Airline Pilot Training with the Airlines
There is no way to really “teach” being an airline pilot. Each airline has its own procedures. Other than wearing a uniform and working within the confines of an airline life (bidding schedules, rotating crews, flying the same routes and approaches), piloting is piloting. So a school offering to “train you as an airline pilot” might be a bit of an exaggeration. You train to be a pilot first, then you learn the “airliney” stuff AT the airline’s schoolhouse and during your IOE (initial operating experience) trips.
In spite of all the scams and schemes that are being cooked-up these days, the best training option still remains the well-respected pilot schools with good reputations. Those schools are approved under FAA Part 141, are well-run by genuine career aviation professionals and provide excellent maintenance. Most importantly they are experienced in and do a lot of the kinds of training you seek. A safe multi-engine pilot would not trust something important like training to one of those fixed-cost quickie courses. Sure, you can get the rating on your first or second or third try but you’ll be short-changed and exit as a pilot lacking confidence and that may have “got by” only by meeting minimum standards.
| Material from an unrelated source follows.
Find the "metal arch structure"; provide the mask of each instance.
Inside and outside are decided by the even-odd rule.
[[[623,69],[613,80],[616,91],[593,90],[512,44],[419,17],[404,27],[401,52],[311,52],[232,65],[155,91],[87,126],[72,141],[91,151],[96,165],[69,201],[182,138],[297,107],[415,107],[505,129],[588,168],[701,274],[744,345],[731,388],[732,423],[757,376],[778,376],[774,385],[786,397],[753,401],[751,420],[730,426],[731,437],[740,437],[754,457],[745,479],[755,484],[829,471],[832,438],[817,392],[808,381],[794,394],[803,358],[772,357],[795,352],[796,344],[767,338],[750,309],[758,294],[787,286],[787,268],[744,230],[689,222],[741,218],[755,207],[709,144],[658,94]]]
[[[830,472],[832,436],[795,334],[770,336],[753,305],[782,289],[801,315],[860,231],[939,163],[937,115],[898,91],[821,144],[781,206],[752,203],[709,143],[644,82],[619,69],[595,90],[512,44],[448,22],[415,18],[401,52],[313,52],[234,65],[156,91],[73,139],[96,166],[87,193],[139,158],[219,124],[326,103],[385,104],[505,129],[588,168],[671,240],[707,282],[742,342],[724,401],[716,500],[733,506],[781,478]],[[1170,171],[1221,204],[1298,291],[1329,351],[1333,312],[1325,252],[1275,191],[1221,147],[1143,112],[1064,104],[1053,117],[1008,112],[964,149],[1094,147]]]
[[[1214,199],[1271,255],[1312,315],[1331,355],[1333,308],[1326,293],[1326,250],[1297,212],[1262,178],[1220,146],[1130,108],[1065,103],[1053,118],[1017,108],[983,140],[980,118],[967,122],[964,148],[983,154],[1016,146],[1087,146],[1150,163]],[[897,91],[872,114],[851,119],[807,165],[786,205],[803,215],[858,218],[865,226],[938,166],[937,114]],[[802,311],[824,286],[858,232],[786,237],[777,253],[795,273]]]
Same thing with the instrument rating: You can immerse yourself in an accelerated course and stumble through a check-ride but you’re going to miss everything that only a quality instructor and a comprehensive program will provide. There are no shortcuts. “Yeah, but I got the rating,” you rationalize. True. But there are nuances that will be missed that could very well be helpful down the road during your airline flight simulator evaluation or years later when you upgrade as a captain. The influence of your early training will be with you 10,000 hours from now.
In Conclusion
The Paul Masson wine company once used the slogan, “We sell no wine before its time.” Simply stated, their message was that quality cannot be rushed. The same is true of quality flight training. An airline putting you in command of an aircraft trusts that you won’t do anything that will be reported on the 6 o’clock news. They’re banking their reputation and the lives of their passengers on your judgment and training. As a pilot you owe it to them, your passengers and yourself, not to settle for hurried and perfunctory training.
Vern Weiss
Airline Pilot Training Schools – Sources and Footnotes:
1 – Ab initio is translated from Latin to mean, “from the beginning.”
2 – Ron Rapp, August 18, 2014, //www.rapp.org/archives/2014/08/ab-initio/
3 – It’s not uncommon for a training contract to designate $10,000 to $20,000. For example, resigning after a year on the job with a 2-year contract makes you liable for half the amount.